Sorley ruffled his son's hair. "Your mother is an extraordinary woman. Now let's find something to eat. We need to rest and fill our bellies for the next step of our journey, it will be a much longer swim."

"Are we stopping in Greenland?"

"Greenland? The snow island?"

Aidan nodded. He'd tried to teach his da human geography, but not much of it stuck.

"Yes, we will pause there, but not for long. It's too cold, even for us. It takes a special breed of selkie to survive there."

"Harp seals," Aidan said.

It confounded Sorley.

"Harp seals live in Greenland," the boy elaborated. "You and I, we're both grey seals. Grey seals dwell around Irish and British coasts, Norwegian fjords, the Baltic Sea, Iceland, and northeast America."

None of that meant anything to his da, but once he got started, Aidan couldn't stop.

"Never mind," the boy said in the end. "Let's... catch some fish, or something."

*

Aidan had thought that scaling Norway's snowy mountainside in full gear had prepared him for a short expedition in Greenland.

He'd thought wrong.

The snow seared his bare soles and his muscles wearied by the long swim went rigid in the biting wind.
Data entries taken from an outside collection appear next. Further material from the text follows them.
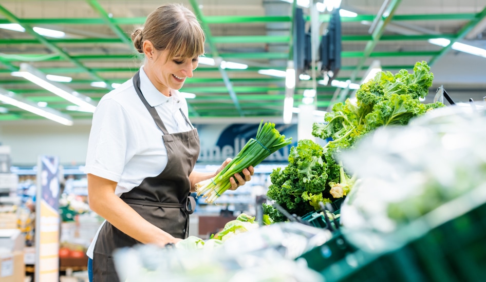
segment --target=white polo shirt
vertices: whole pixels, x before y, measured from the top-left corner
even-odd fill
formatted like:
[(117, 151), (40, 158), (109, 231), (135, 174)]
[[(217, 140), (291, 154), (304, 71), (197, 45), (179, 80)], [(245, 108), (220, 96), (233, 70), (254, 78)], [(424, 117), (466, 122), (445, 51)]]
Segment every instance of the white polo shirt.
[[(191, 130), (180, 110), (188, 116), (187, 102), (179, 91), (171, 91), (171, 97), (161, 93), (143, 66), (140, 76), (142, 93), (148, 104), (155, 107), (169, 133)], [(84, 172), (118, 183), (115, 194), (119, 196), (165, 169), (167, 150), (162, 135), (130, 79), (103, 96), (96, 107)], [(88, 250), (91, 258), (99, 232), (99, 229)]]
His da laughed at him as he rushed across the toe-numbing ice back to his sealskin. Its sticky warmth came as such a sweet relief in comparison.

"Where to now?" he asked Sorley, teeth still clattering. "Straight to Canada, I assume?"

Sorley nodded, although Aidan wasn't convinced that his da even knew what 'Canada' meant.

After the uninterrupted voyage from Orkney, the swim across the Labrador Sea to the Canadian coast felt quicker and easier. Although Iceland officially maintained their neutrality, the British had strong-armed them under Allied protectorate and the military activity in the area had made for a tense journey along the south of the island. They'd had to keep their distance, but also stay close enough to chart their course to Greenland.

The sun was setting when Canada came into view. Exhausted and dying to stretch his legs, Aidan exited his skin at sea and towed it onto the rocky beach at the foot of the pine forest. Sorley had claimed the land would be uninhabited, yet as they approached, rows of humanoid figures emerged from the treeline, spread out across the shore.